One important issue which will be especially relevant in Northern Ireland, given the size of most charities here, is that many organisations do not have specialist IT expertise on the payroll. Ultimate responsibility often resides with the CEO or the finance department, with the work outsourced to IT consultants.

In many instances this means that cyber security is either a low priority or beneath the radar, with total reliance on the external IT providers.

This tends to translate into a situation whereby organisations are only well protected where key staff or one of the trustees has relevant specialist knowledge

Exacerbating that is a widespread reluctance to call in the consultants for help, as this will inevitably incur a cost and a general tendency to award contracts to the lowest bidder and a lack of internal expertise to assess the competence of IT providers.

This, of course, is a recipe for disaster. If senior management not only don’t know what security measures are in place, if any, are not aware of the risks, have not utilised information, available at no cost for government, and have not put appropriate measures in place, it is hard to see that they are doing enough. Insurance against attack appears rare because organisations think it will be too expensive or else don’t perceive themselves to be at risk.

In addition, where charities are aware of the danger they tend to concentrate on the security of financial or else confidential data relating to clients or donors. The risk to business continuity is rarely front of mind despite the potentially catastrophic consequences.

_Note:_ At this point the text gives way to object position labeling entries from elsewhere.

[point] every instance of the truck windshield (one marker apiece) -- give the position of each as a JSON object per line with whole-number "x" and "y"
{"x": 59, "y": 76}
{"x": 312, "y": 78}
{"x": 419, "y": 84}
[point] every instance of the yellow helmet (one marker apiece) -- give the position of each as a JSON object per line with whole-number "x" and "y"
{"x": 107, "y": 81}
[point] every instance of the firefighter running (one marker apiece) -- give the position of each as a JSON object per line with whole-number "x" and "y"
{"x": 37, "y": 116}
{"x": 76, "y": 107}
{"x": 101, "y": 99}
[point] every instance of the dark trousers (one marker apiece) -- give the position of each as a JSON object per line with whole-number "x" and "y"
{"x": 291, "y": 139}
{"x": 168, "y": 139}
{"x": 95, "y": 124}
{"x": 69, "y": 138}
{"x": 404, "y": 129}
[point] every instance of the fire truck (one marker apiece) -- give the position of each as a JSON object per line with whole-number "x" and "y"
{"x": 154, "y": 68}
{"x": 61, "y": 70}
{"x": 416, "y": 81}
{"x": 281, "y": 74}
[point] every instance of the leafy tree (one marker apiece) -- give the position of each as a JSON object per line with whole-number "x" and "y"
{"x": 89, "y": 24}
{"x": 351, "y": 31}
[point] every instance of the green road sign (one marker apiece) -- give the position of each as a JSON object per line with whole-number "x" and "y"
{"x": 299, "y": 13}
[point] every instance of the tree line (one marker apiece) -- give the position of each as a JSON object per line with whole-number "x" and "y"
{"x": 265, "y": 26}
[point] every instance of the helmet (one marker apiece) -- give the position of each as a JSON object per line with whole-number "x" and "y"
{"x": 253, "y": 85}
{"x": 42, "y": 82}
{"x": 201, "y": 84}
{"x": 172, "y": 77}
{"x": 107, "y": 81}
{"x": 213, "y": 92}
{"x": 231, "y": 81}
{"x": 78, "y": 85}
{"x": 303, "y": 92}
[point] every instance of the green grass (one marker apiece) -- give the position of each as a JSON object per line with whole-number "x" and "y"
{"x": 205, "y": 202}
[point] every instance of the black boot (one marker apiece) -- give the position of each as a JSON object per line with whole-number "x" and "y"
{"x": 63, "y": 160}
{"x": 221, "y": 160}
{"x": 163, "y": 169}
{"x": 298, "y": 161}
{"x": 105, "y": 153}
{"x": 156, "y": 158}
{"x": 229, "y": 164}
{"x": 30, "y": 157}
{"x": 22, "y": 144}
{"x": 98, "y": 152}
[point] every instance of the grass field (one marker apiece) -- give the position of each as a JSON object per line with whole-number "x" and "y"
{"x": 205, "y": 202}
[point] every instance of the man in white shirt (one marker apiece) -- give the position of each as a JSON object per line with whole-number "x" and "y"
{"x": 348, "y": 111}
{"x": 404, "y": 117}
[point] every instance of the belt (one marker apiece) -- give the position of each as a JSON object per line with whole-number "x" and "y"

It is not difficult to see how and why this has come about. Charities across the UK are hard pressed. Many are very small, there are competing priorities. Few can afford to have IT resources in-house. There will be a reluctance in investing in training, or to spend more with IT suppliers at a time when budgets are so tightly squeezed.

There is also the mistaken belief that charities will not be targeted. This demonstrates a fundamental misunderstanding of how most cyber attacks work.

Charities in Northern Ireland are facing real dangers. In December of last year a Northern Ireland-based charity was the victim of a sophisticated fraud which involved hacking the account of its chief executive and changing the bank details on a legitimate five figure payment to a third party. The money was never recovered and the charity was not insured against cyber crime. At the time PSNI warned that charities were being targeted in this kind of scam. There is a full case study of what happened here

So what can and should charities do to protect themselves against cyber attack?

The other good news is that protecting a charity against risk is nothing like as time consuming, difficult or expensive as some might think.

The information required is already out there.

NICVA recommends securing the government-backed Cyber Essentials certification.  It is already compulsory to have this for those receiving government funds, and it is highly likely that other funders will also insist on it.

The cost is £300 which includes free cyber-crime insurance to the value of £25,000.

It is important to understand that protection is vital for all organisations, none are too small. Cyber breaches can be terminal: destroying your reputation, costing you money, and in many cases leading to the collapse of the organisation. It is one more process to follow for hard-pressed charities, but one nobody can afford to ignore.